Hospice care focuses on the quality of life rather than its length. It provides humane and compassionate care for people in the last phases of incurable disease so that they may live as fully and comfortably as possible.
The hospice philosophy accepts death as the final stage of life: it affirms life and neither hastens nor postpones death. Hospice care treats the person rather than the disease, working to manage symptoms so that a person’s last days may be spent with dignity and quality, surrounded by their loved ones. Hospice care is also family-centered – it includes the patient and the family in making decisions.
Hospice care is used when you can no longer be helped by curative treatment and are expected to live about 6 months or less if the illness runs its usual course. Hospice gives you supportive or palliative care, which is treatment to help relieve symptoms, but not cure the disease. Its main purpose is to improve your quality of life. You, your family members, and your doctor decide when hospice care should begin.

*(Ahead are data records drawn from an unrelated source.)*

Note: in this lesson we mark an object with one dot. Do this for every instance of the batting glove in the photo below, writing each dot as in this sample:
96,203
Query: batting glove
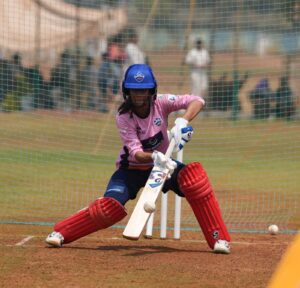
182,133
160,159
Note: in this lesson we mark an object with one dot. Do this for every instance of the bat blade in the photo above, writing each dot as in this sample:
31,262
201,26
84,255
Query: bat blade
150,193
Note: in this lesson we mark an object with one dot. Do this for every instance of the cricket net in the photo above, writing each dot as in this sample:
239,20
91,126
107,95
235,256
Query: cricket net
60,68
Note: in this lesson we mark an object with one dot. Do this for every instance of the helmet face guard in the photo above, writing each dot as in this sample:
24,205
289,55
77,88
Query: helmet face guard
139,76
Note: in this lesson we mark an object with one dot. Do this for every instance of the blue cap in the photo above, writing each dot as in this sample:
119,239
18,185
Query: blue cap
139,76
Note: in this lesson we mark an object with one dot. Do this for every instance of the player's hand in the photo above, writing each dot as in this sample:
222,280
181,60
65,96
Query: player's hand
164,162
182,133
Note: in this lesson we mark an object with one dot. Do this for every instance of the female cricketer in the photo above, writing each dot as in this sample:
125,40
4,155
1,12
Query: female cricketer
142,120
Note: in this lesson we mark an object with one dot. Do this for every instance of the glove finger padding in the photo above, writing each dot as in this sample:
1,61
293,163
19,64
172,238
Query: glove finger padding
181,132
186,136
171,166
164,162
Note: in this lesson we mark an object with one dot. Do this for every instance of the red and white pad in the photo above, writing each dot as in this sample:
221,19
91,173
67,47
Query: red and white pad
198,191
102,213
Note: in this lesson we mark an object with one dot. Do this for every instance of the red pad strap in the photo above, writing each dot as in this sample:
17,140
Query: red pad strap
102,213
198,191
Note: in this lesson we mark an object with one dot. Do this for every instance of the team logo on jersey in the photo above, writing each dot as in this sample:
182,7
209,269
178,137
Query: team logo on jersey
157,121
172,97
139,77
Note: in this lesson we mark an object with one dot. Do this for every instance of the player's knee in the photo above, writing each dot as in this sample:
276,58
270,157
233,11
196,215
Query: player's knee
193,181
118,193
106,211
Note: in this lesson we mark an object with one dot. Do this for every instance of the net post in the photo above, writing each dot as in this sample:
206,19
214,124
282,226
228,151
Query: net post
177,211
149,226
163,215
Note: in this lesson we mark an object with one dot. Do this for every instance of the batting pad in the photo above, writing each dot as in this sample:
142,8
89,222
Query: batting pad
102,213
198,191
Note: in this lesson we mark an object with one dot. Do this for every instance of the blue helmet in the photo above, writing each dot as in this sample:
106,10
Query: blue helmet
139,76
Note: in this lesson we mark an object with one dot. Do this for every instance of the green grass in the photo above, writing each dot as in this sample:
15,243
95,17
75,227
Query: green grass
51,164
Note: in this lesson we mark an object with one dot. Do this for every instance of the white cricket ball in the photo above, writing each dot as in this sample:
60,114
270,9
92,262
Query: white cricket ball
273,229
149,207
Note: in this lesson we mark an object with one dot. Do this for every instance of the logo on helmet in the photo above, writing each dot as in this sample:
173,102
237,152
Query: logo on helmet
139,77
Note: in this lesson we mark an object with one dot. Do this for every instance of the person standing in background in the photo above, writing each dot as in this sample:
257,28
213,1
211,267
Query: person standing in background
198,59
134,54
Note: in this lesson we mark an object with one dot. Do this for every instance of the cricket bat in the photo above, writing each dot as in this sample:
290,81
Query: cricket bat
154,184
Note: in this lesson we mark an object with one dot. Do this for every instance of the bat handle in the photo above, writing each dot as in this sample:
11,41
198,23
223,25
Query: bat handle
170,148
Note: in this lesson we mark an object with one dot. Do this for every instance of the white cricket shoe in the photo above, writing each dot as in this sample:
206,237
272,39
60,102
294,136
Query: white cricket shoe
55,239
222,247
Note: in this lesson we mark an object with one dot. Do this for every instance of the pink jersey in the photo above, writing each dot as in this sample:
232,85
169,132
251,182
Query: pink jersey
150,133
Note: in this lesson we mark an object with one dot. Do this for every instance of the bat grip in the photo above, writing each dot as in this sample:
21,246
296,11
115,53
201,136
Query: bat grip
170,148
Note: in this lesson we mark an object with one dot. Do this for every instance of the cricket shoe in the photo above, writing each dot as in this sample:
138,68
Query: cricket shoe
55,239
222,247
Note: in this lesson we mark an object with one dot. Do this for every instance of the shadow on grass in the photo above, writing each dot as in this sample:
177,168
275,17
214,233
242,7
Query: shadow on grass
139,250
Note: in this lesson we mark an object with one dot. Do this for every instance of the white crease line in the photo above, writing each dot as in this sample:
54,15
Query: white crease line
23,241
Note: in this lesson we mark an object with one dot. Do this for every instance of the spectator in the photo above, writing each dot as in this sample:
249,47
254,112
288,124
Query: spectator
60,80
16,66
6,79
285,107
88,81
134,54
198,58
261,98
40,89
116,58
104,82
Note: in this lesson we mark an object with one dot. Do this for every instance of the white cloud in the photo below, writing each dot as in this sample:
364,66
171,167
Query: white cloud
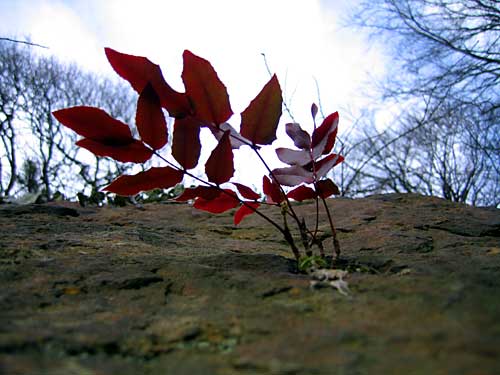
300,38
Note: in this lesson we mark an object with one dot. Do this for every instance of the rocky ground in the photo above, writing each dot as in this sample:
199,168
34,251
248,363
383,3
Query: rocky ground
171,290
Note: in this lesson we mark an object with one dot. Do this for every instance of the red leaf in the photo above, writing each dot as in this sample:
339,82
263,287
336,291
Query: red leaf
302,193
324,165
246,192
272,191
293,176
222,203
327,187
260,120
134,151
186,146
245,210
206,192
95,124
205,90
237,140
150,119
293,157
300,137
219,167
323,137
153,178
139,71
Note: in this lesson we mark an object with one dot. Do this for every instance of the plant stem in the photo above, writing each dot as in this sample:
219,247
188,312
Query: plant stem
336,245
284,231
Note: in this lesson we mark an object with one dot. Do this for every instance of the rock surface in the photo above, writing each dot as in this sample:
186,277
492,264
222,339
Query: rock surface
171,290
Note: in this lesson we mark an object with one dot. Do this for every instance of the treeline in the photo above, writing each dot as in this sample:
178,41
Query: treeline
443,78
37,154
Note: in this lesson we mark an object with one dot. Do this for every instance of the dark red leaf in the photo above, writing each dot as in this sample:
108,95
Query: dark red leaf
220,167
293,176
205,90
95,124
272,191
245,210
324,165
327,187
323,137
222,203
302,193
139,71
300,137
186,146
293,157
150,120
314,110
237,140
206,192
154,178
260,120
134,151
246,192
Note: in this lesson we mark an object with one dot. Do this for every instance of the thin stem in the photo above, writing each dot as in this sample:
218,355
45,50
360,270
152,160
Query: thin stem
336,245
285,231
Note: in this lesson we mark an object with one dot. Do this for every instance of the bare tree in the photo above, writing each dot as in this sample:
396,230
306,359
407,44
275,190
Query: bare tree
445,75
32,86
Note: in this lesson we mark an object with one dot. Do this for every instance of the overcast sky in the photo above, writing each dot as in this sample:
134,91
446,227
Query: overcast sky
302,39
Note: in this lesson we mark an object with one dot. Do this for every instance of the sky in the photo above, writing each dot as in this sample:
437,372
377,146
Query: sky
315,57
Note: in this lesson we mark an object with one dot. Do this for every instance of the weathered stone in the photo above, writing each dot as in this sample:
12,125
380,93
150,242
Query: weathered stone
169,289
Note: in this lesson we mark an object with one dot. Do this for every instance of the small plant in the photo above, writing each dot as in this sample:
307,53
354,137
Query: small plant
205,104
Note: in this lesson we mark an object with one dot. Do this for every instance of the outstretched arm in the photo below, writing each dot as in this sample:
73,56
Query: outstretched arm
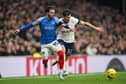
92,26
28,26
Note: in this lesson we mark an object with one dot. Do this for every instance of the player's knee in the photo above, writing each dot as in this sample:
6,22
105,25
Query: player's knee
60,53
45,53
69,52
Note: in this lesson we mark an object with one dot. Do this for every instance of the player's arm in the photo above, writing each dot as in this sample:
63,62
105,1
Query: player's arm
91,26
62,25
28,26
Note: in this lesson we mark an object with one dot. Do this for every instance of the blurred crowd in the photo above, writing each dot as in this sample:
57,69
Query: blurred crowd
17,13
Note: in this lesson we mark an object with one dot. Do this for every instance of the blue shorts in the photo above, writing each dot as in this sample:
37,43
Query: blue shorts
69,47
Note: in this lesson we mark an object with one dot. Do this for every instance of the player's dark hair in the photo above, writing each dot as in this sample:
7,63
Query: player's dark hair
66,12
49,8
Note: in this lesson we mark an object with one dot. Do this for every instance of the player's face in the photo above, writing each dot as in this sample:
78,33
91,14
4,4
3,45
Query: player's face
67,18
51,13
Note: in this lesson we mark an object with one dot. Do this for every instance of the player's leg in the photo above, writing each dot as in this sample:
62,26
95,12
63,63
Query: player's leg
63,48
56,47
45,55
57,57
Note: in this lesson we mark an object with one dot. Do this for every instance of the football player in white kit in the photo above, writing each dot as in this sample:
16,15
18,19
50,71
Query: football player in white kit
66,36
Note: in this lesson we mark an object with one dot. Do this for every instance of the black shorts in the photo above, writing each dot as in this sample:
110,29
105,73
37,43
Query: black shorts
69,47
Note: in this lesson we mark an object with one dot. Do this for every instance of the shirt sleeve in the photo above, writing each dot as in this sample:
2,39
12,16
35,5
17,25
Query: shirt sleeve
75,20
37,21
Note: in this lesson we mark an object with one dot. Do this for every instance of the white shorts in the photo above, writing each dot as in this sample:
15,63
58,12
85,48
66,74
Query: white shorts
47,49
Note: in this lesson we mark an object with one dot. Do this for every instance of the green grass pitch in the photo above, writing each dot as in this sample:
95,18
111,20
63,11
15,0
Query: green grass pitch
90,78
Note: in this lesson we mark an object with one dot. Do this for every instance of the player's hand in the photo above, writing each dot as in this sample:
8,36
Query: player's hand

Hospice often is not started soon enough. Sometimes the doctor, patient, or family member will resist hospice because they think it means “giving up” or that there’s no hope. This is not true. You can leave hospice and go into active cancer treatment any time you want. But the hope that hospice brings is a quality life, making the best of each day during the last stages of advanced illness.
Some doctors don’t bring up hospice, so the patient or family member might decide to start the conversation. If your treatment isn’t working anymore and you’ve run out of treatment options, you might want to ask your doctor or a member of your cancer care team about hospice.